The origin of the present water charges lies in the EUs Water Framework Directive (2000) which provided for full cost recovery for water use and whose Article 9 states:

‘Member States shall take account of the principle of recovery of the costs of water services …’


It also required Member States to have in place water-pricing policies by 2010. The Directive was transposed into Irish Law in 2003.

So, the origins of these punitive charges, this time around, are the Water Framework Directive which seeks to commodify water provision through the establishment of the principle of recovery of the costs of water services. The EU took advantage of the ‘bailout’ to make it a condition of the ‘loans’. This will open the way for the sale of Irish Water either in whole or in part, ostensibly to complete the single market or to promote competition ‘in the interests of the consumer’. This is just one reason why there is such resistance to a constitutional referendum to permanently retain Irish Water in public ownership – the other is TTIP.

The Transatlantic Trade and Investment Partnership (TTIP), is currently being concluded in secret by the EU and US. Both sides have made clear their intention to use TTIP to get access to what is described as “public monopolies;” that is, public utilities including water. These services would then be vulnerable to greater outsourcing and private tendering for service delivery and eventually, to privatisation.

TTIP would open up public procurement contracts to the private sector, meaning that social, environmental or “public good” goals in public procurement would be removed. A private monopoly can fix its price at an unaffordable level, as Bechtel did in Bolivia, leading to a popular uprising; the termination of the contract and replacement of the government.

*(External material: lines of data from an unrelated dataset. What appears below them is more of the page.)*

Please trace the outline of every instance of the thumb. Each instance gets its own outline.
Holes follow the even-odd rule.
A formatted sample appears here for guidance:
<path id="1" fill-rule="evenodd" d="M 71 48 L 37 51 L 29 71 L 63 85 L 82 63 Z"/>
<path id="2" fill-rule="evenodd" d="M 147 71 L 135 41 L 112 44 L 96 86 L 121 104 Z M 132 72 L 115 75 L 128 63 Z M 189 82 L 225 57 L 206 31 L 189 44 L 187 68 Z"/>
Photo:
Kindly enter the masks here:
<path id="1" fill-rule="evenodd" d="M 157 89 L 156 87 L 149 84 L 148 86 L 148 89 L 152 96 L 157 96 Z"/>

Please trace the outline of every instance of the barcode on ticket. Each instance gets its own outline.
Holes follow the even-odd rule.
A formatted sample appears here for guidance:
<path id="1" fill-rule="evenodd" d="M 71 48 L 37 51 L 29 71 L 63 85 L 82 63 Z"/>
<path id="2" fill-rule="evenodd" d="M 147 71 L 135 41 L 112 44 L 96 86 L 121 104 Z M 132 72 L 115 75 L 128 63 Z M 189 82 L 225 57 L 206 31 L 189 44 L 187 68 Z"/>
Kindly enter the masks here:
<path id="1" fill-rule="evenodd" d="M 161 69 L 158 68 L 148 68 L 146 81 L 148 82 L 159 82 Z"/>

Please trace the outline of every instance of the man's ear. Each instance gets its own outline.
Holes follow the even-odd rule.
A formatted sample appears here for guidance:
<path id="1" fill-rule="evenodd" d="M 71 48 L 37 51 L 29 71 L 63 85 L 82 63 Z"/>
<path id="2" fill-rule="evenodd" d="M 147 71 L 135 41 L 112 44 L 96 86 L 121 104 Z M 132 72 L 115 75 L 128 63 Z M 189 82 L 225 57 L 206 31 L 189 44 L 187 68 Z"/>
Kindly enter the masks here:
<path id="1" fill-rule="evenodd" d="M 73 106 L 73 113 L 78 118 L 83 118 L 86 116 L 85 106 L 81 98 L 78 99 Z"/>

It would also make the nationalisation (or renationalisation) of services or resources virtually impossible, as incredibly, corporations would be able to sue for loss of future and expected profits. This is facilitated by the inclusion of an (ISDS) Investor – State Dispute Settlement clause in TTIP.

The TTIP agreement increases the pressure for the privatisation of ‘services of general interest’, such as water services. Foreign suppliers of services of general interest should not be entitled to claim “forgone profits” through ISDS. This provision, in effect would further legalise neo-liberalism as the economic and social framework in Ireland and the EU.

But even if ISDS is removed from TTIP, the main goal remains; to remove regulatory ‘barriers’ which restrict the potential profits to be made by transnational corporations on both sides of the Atlantic. Yet these ‘barriers’ are in reality some of our most prized social standards and environmental regulations, such as labour rights, food safety rules, regulations on the use of toxic chemicals and digital privacy laws. The stakes could not be higher.

Public water provision is only one of the services under threat from TTIP. Both water charges and TTIP must be defeated!